Cut it how you will, the accumulator in Joseph Beuys's Table With Accumulator is a found object, which is to say that no one would ever claim that Beuys had made it. It is, if you are Duchamp-minded, a readymade. It is also by way of being a self-portrait: one of Beuys's early performances, in 1964, was called I am a transmitter: I radiate. Beuys turned accumulating into an art form; among the things he accumulated was this accumulator.

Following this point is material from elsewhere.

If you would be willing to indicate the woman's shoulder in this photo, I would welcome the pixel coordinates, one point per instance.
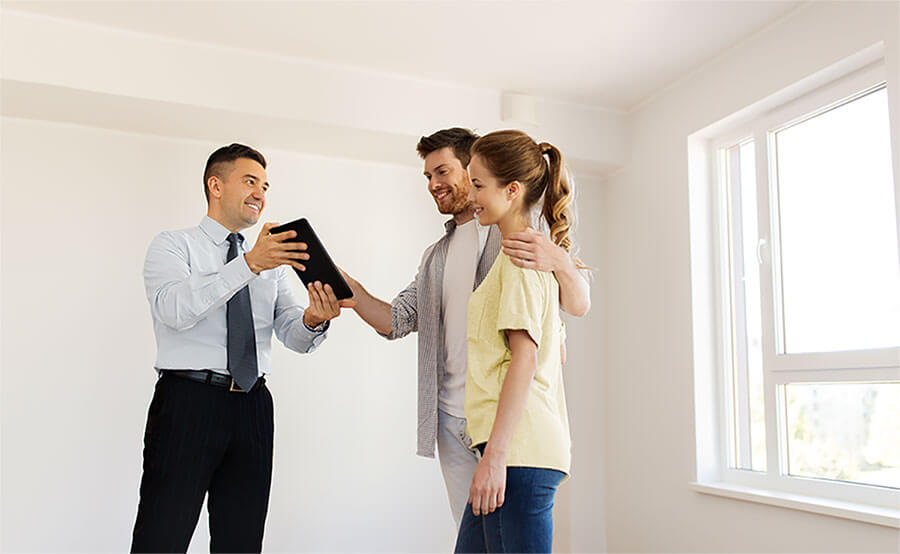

So far, so Beuys. Table With Accumulator is in a show at the De La Warr Pavilion in Bexhill on Sea, surrounded by other Beuysian accumulations: in no particular order, a kitchen chair (Fat Chair), a ladder (Neapolitan Ladder), a campaign bed (Campaign Bed), a noiseless blackboard rubber and a green violin. (You can guess the names of those.) The image that greets you as you walk into the show is a photograph of the Great Accumulator himself in trademark fur coat and felt hat, blown up life-sized and transferred to canvas. This self-proclamation seems familiar and, if you are me, annoying. I've tried to like self-referential art – Annette Messager, Louise Bourgeois and the rest – but frankly I don't. And it all stems from Beuys and his self-mythologising, which puts him low on the list of Dead Artists I Wish I'd Met.
Until now. One of the problems with me-art is that you have to know the artist to get it, and that familiarity tends to fade with time. Tracey Emin's Bed will be quite a different thing when, 50 years from now, no one remembers who she was. And so, in spades, with Beuys. Remove from Table With Accumulator the Beuysian myth-ology – the tall tales of fighter pilotry and plane crashes, the rescue by Mongolian tribesmen, the performances and lectures and blackboards – and what are you left with but electrical equipment on a wooden table?
The answer, oddly, is a work that has nothing to do with myth but is still intensely moving. If you think of Beuys at all, it is probably as a phenomenon rather than as a formalist. There are materials that he made his own – notably, felt and fat – but the interest of these lay in their connection to the artist, who was allegedly wrapped in them by kindly Tartars. Without Beuys, his accumulator is just an accumulator. Except that the De La Warr's clever show quietly suggests this isn't true.
Roughly half the works in this show are paintings or drawings on paper. These are recognisably Beuys-like in tapping into some variant of the Jungian subconscious: Whale Trap looks as though it might be on a wall at Lascaux, say, while the For Brown Environment suite appears to have been painted in blood, very possibly from a stag. But remove Beuys's shamanising from these images and they still stand up as artworks – abstract, elegant, melancholic and, in the case of the two-part Physico-Chem-Time-Constellation 11:00 23:00, faintly Rothko-ish. Which is to say that Beuys, unexpectedly, was a maker of objects rather than simply a spinner of yarns; that it is possible to get his art without getting him.
I don't know if the curators set out to show this, but their emphasis on Beuys's two- dimensional work does make you look at his much more famous sculptures with a newly formalist eye. To the question, is Table With Accumulator anything more than what it says it is? The unexpected answer is yes – not just a relic of St Joseph, but an object which, suitably enough, exudes its own power. Leaving aside any Beuysian interest, the juxtaposition of copper and wood in the piece works like lead and acid in a battery: which is to say, it sets off a reaction that generates energy. So, too, with the accumulators and felt in Campaign Bed.
The upshot of this is a Beuys whose genius lies less in self-promotion than in an intuitive feel for materials and forms, an ability to see immanent power in unpromising things. Neopolitan Ladder, in a room of its own, may have some shamanistic meaning, but it may equally just be an exercise in tension and geometry: a long, rickety wooden ladder held obliquely aloft by guy-wires with lead weights on the end, a tenuous phallus with cartoon balls. As Beuys the man fades, so Beuys the artist emerges, more modest, less controlling and, to my mind, infinitely more likeable.